The control end of described 4th transistor connects the described first end of the 5th transistor and the negative pole end of described transistor unit;

2. shift register as claimed in claim 1, it is characterized in that, described first clock signal is the complementary signal of described second clock signal, and described low level signal is less than or equal to the low level magnitude of voltage of described first clock signal.

3. shift register as claimed in claim 1, it is characterized in that, also comprise: the 7th transistor, the control end of described 7th transistor receives the output signal of next stage shift register, first end connects the first end of described electric capacity, and the second termination receives described low level signal.

4. shift register as claimed in claim 1, it is characterized in that, also comprise: the 8th transistor, the control end of described 8th transistor receives described first clock signal, first end connects the control end of described 4th transistor, and the second termination receives described low level signal.

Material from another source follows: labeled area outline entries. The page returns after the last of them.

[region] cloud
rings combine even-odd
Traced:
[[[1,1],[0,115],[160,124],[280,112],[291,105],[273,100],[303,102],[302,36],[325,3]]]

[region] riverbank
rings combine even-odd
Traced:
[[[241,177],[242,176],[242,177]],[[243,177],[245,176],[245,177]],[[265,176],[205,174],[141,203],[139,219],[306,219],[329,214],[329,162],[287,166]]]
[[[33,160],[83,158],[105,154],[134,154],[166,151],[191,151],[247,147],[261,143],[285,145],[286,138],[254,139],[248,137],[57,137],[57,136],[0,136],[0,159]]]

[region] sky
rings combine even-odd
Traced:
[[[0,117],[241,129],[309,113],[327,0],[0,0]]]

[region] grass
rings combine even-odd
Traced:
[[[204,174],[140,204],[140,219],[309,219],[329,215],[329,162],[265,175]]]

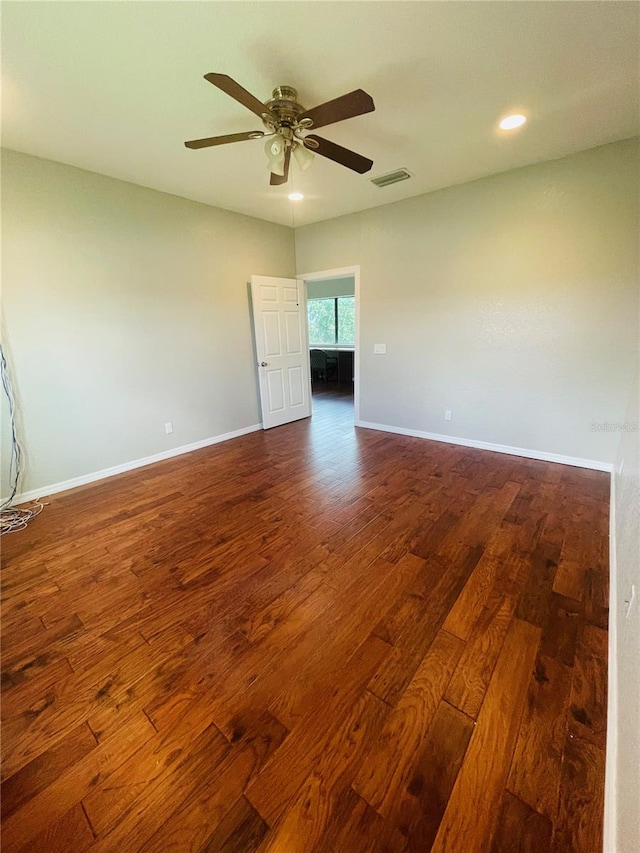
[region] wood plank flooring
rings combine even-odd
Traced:
[[[2,849],[602,849],[608,475],[351,400],[3,537]]]

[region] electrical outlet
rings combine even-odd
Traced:
[[[636,608],[636,585],[634,583],[631,584],[631,592],[629,593],[629,597],[625,598],[624,603],[627,605],[625,619],[630,619]]]

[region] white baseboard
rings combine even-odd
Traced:
[[[489,441],[475,441],[471,438],[458,438],[454,435],[440,435],[435,432],[423,432],[417,429],[374,424],[368,421],[356,421],[356,426],[363,429],[376,429],[381,432],[392,432],[396,435],[409,435],[414,438],[426,438],[429,441],[444,441],[446,444],[459,444],[461,447],[475,447],[477,450],[491,450],[494,453],[507,453],[509,456],[523,456],[526,459],[539,459],[541,462],[557,462],[560,465],[573,465],[576,468],[592,468],[594,471],[613,471],[610,462],[599,462],[594,459],[581,459],[578,456],[562,456],[559,453],[546,453],[543,450],[527,450],[524,447],[510,447],[507,444],[492,444]]]
[[[607,754],[604,771],[604,853],[616,853],[618,824],[618,577],[616,563],[616,472],[609,505],[609,655]]]
[[[37,498],[55,495],[57,492],[66,492],[67,489],[75,489],[77,486],[84,486],[87,483],[95,483],[96,480],[104,480],[107,477],[113,477],[116,474],[124,474],[126,471],[133,471],[135,468],[143,468],[145,465],[152,465],[154,462],[162,462],[163,459],[171,459],[173,456],[181,456],[183,453],[191,453],[192,450],[200,450],[203,447],[209,447],[212,444],[219,444],[222,441],[229,441],[232,438],[239,438],[241,435],[247,435],[250,432],[256,432],[262,429],[262,424],[253,424],[249,427],[234,430],[233,432],[225,432],[222,435],[215,435],[212,438],[204,438],[202,441],[194,441],[192,444],[183,444],[182,447],[174,447],[171,450],[163,450],[162,453],[154,453],[152,456],[145,456],[143,459],[134,459],[132,462],[124,462],[122,465],[114,465],[112,468],[103,468],[102,471],[93,471],[91,474],[83,474],[81,477],[73,477],[71,480],[63,480],[61,483],[53,483],[50,486],[42,486],[40,489],[31,489],[29,492],[23,492],[16,495],[13,504],[27,503],[28,501],[36,500]]]

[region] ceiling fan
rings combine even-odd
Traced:
[[[373,166],[373,160],[368,157],[356,154],[355,151],[343,148],[322,136],[307,133],[311,129],[373,112],[373,98],[362,89],[356,89],[307,110],[297,102],[298,93],[291,86],[277,86],[271,98],[262,103],[227,74],[205,74],[204,79],[259,116],[267,132],[250,130],[246,133],[230,133],[227,136],[192,139],[185,142],[187,148],[209,148],[212,145],[265,138],[265,151],[271,172],[270,183],[275,186],[286,184],[292,153],[301,169],[306,169],[311,164],[314,152],[361,175]]]

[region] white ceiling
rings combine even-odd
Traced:
[[[640,132],[635,2],[5,2],[3,145],[287,225],[387,204]],[[270,187],[260,129],[203,80],[311,107],[356,88],[376,111],[320,131],[374,160],[316,157]],[[524,112],[506,135],[497,120]],[[386,189],[369,178],[404,166]],[[305,200],[286,198],[292,189]]]

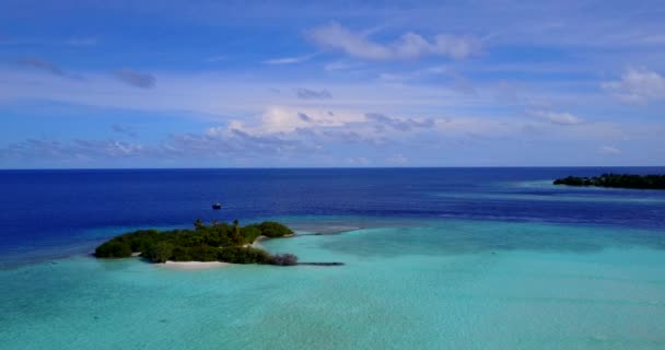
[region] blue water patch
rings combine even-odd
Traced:
[[[3,349],[664,349],[665,168],[0,172]],[[210,205],[222,202],[213,211]],[[176,270],[100,242],[196,218],[288,223],[343,266]]]

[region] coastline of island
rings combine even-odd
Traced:
[[[568,176],[553,185],[630,189],[665,189],[665,175],[603,174],[600,176]]]
[[[187,268],[225,266],[214,262],[294,266],[298,265],[295,255],[271,255],[259,244],[262,240],[293,235],[291,229],[275,221],[241,226],[237,220],[232,224],[213,221],[208,225],[197,220],[194,230],[139,230],[125,233],[100,245],[94,256],[133,256],[153,264]]]
[[[260,242],[294,237],[279,222],[264,221],[241,226],[213,221],[194,223],[194,230],[139,230],[115,236],[94,253],[97,258],[139,257],[148,262],[179,270],[226,267],[234,264],[276,266],[341,266],[343,262],[299,262],[293,254],[270,254]]]

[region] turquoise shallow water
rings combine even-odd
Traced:
[[[288,220],[288,219],[287,219]],[[657,231],[302,218],[262,243],[342,267],[0,270],[3,349],[664,349]]]

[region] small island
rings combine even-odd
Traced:
[[[555,185],[596,186],[634,189],[665,189],[665,175],[603,174],[593,177],[557,178]]]
[[[116,236],[100,245],[94,255],[97,258],[140,256],[155,264],[221,261],[293,266],[298,265],[295,255],[271,255],[254,246],[259,237],[293,234],[291,229],[273,221],[241,228],[237,220],[233,224],[213,221],[210,225],[197,220],[194,230],[140,230]]]

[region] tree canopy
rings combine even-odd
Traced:
[[[116,236],[100,245],[95,249],[95,256],[121,258],[140,253],[152,262],[173,260],[296,265],[298,257],[294,255],[272,256],[252,246],[261,235],[283,237],[292,234],[291,229],[275,221],[243,228],[237,220],[233,224],[213,222],[210,225],[197,220],[194,230],[139,230]]]
[[[557,178],[555,185],[665,189],[665,175],[603,174],[593,177]]]

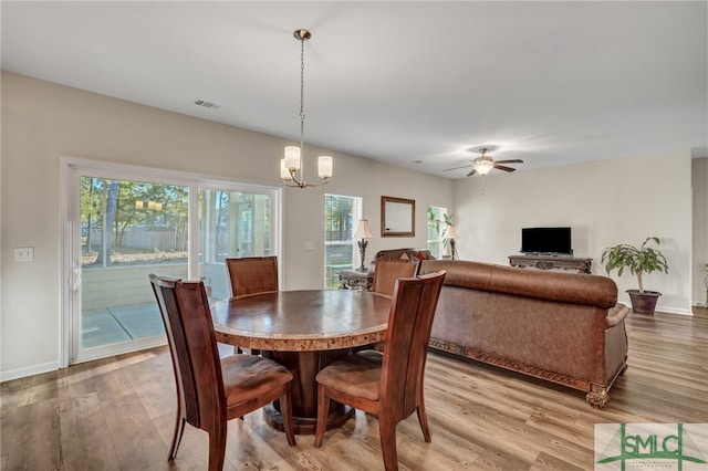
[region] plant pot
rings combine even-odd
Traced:
[[[639,290],[627,290],[627,294],[632,301],[632,311],[638,314],[654,314],[656,302],[662,295],[658,291],[646,290],[644,293],[639,293]]]

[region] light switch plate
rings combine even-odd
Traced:
[[[15,247],[14,261],[15,262],[33,262],[34,248],[33,247]]]

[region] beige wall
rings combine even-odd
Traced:
[[[670,165],[667,165],[670,163]],[[669,274],[645,276],[659,291],[658,308],[690,313],[691,253],[690,153],[603,160],[514,174],[490,174],[455,182],[457,248],[464,259],[508,263],[521,247],[521,228],[570,226],[574,254],[593,259],[605,274],[601,253],[617,243],[662,239]],[[620,300],[636,279],[617,279]]]
[[[694,257],[691,268],[694,274],[693,302],[704,304],[708,276],[708,157],[691,161],[691,181],[694,188]]]
[[[60,156],[147,166],[280,186],[283,139],[168,113],[46,82],[2,73],[0,379],[55,369],[60,360]],[[293,123],[296,123],[296,116]],[[321,154],[310,149],[314,156]],[[382,195],[417,202],[416,238],[374,239],[367,254],[425,247],[425,207],[452,206],[442,178],[327,151],[334,178],[326,187],[284,191],[283,285],[323,285],[323,195],[364,198],[379,231]],[[415,156],[412,156],[415,159]],[[305,251],[314,242],[314,251]],[[33,247],[33,263],[13,261]]]

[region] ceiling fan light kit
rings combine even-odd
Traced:
[[[471,177],[475,174],[479,174],[483,177],[485,175],[489,174],[492,169],[502,170],[502,171],[516,170],[516,168],[508,167],[502,164],[523,164],[523,160],[518,158],[511,159],[511,160],[494,160],[493,158],[491,158],[491,156],[487,155],[488,151],[489,151],[488,147],[480,147],[479,153],[481,154],[481,156],[472,160],[471,165],[465,165],[462,167],[446,168],[444,171],[472,167],[472,170],[469,174],[467,174],[467,177]]]

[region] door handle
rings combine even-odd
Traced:
[[[72,287],[72,290],[74,292],[77,292],[79,289],[81,287],[81,265],[79,263],[74,264],[74,286]]]

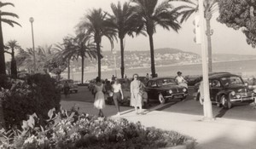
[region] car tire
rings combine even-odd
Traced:
[[[232,108],[232,103],[230,101],[229,99],[226,98],[226,95],[224,95],[220,97],[220,102],[221,102],[222,106],[224,106],[224,108],[226,108],[226,109]]]
[[[160,104],[165,104],[166,103],[166,99],[164,98],[162,94],[158,95],[158,100]]]

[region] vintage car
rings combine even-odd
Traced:
[[[72,79],[63,79],[60,81],[60,87],[61,92],[64,91],[64,83],[67,82],[69,85],[69,92],[70,93],[78,93],[79,92],[79,86],[77,83],[74,83],[74,81]]]
[[[199,87],[195,86],[195,100],[200,98]],[[249,89],[240,76],[231,73],[216,73],[209,76],[210,99],[218,106],[231,108],[239,102],[253,102],[256,97],[256,89]]]
[[[158,100],[166,103],[171,99],[184,100],[188,95],[188,89],[177,85],[174,77],[154,77],[148,81],[146,91],[149,100]]]

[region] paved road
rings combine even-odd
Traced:
[[[154,102],[148,108],[157,111],[203,116],[203,106],[198,101],[193,100],[191,96],[193,89],[189,89],[189,95],[185,101],[176,100],[164,105]],[[80,111],[96,115],[97,111],[93,108],[93,96],[88,89],[86,87],[79,87],[78,94],[72,94],[67,99],[62,96],[61,104],[65,108],[70,108],[73,104],[77,104],[78,106],[80,106]],[[131,107],[120,107],[122,112],[130,109],[132,111]],[[106,116],[112,116],[116,113],[116,109],[114,106],[107,106],[104,109],[104,112]],[[239,104],[230,110],[225,110],[217,107],[216,105],[212,105],[212,112],[216,117],[256,121],[256,109],[248,104]]]

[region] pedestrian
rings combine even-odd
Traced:
[[[113,80],[114,80],[114,78],[115,78],[115,77],[114,77],[113,75],[112,75],[112,78],[111,78],[111,80],[112,80],[112,81],[113,81]]]
[[[143,98],[140,89],[142,83],[138,80],[138,75],[133,75],[133,81],[131,83],[131,106],[134,106],[136,114],[142,113],[143,112]],[[137,112],[139,107],[139,113]]]
[[[63,90],[64,90],[64,95],[65,95],[65,98],[67,98],[69,95],[69,84],[67,83],[67,81],[65,82],[64,86],[63,86]]]
[[[103,83],[101,82],[101,79],[99,77],[96,79],[96,84],[94,86],[95,88],[95,101],[94,101],[94,106],[99,110],[99,117],[104,117],[102,109],[105,107],[105,98],[103,91],[105,91],[105,89],[103,87]]]
[[[124,99],[123,91],[121,84],[119,81],[115,78],[114,83],[112,84],[113,89],[113,100],[117,110],[117,116],[120,116],[120,109],[119,105],[119,100]]]
[[[188,82],[182,76],[182,72],[177,72],[177,76],[175,77],[175,81],[176,81],[177,84],[186,87],[188,89]]]
[[[148,73],[146,74],[146,78],[148,80],[149,79],[149,75]]]
[[[106,90],[105,98],[106,98],[106,100],[108,100],[109,97],[113,96],[112,85],[110,83],[110,81],[108,81],[108,80],[106,81],[104,88]]]

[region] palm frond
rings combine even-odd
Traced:
[[[7,6],[7,5],[11,5],[11,6],[15,7],[14,3],[2,3],[2,2],[0,2],[0,8],[2,8],[3,6]]]
[[[16,22],[16,21],[15,21],[15,20],[12,20],[2,18],[2,19],[1,19],[1,21],[9,24],[9,25],[11,26],[12,27],[15,26],[15,25],[18,25],[18,26],[21,26],[21,25],[20,25],[18,22]]]
[[[8,15],[8,16],[15,17],[15,18],[19,18],[19,16],[16,14],[9,13],[9,12],[3,12],[2,11],[2,12],[0,12],[0,15],[1,16]]]

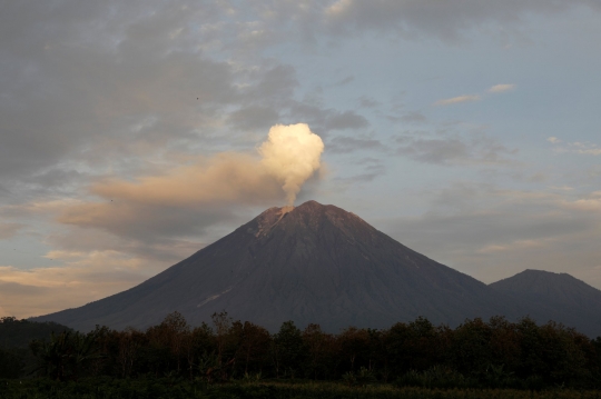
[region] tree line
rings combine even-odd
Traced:
[[[36,358],[29,372],[60,381],[178,376],[207,383],[274,378],[348,385],[601,388],[601,338],[591,340],[552,321],[539,326],[530,318],[516,322],[476,318],[454,329],[417,318],[388,329],[349,327],[334,335],[318,325],[302,330],[292,321],[269,333],[226,312],[215,313],[210,325],[191,327],[174,312],[146,330],[97,326],[88,333],[52,333],[29,347]]]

5. shift register as claimed in claim 1, it is characterized in that, described transistor unit comprises the 6th transistor, the control end of described 6th transistor connects the positive terminal of first end as described transistor unit of described 6th transistor, second end of described 6th transistor is as the negative pole end of described transistor unit, and the conducting resistance of described 6th transistor is greater than the conducting resistance of described 5th transistor.

6. shift register as claimed in claim 1, it is characterized in that, described transistor unit comprises diode, described diode cathode is as the positive terminal of described transistor unit, described diode cathode is as the negative pole end of described transistor unit, and the conducting resistance of described diode is greater than the conducting resistance of described 5th transistor.

7. the shift register as described in claim as arbitrary in claim 1-6, is characterized in that, described transistor is MOS transistor, and the control end of described transistor is the grid of described MOS transistor;

8. shift register as claimed in claim 7, it is characterized in that, the breadth length ratio of described 5th transistor is greater than the breadth length ratio of described 6th transistor.

9. shift register as claimed in claim 8, it is characterized in that, the breadth length ratio of described 5th transistor is greater than five times of the breadth length ratio of described 6th transistor.

10. a panel display apparatus, is characterized in that, comprising: pixel cell and the shift register described in any one of claim 1-9, and the shift register described in any one of claim 1-9 is suitable for producing the signal needed for described pixel cell.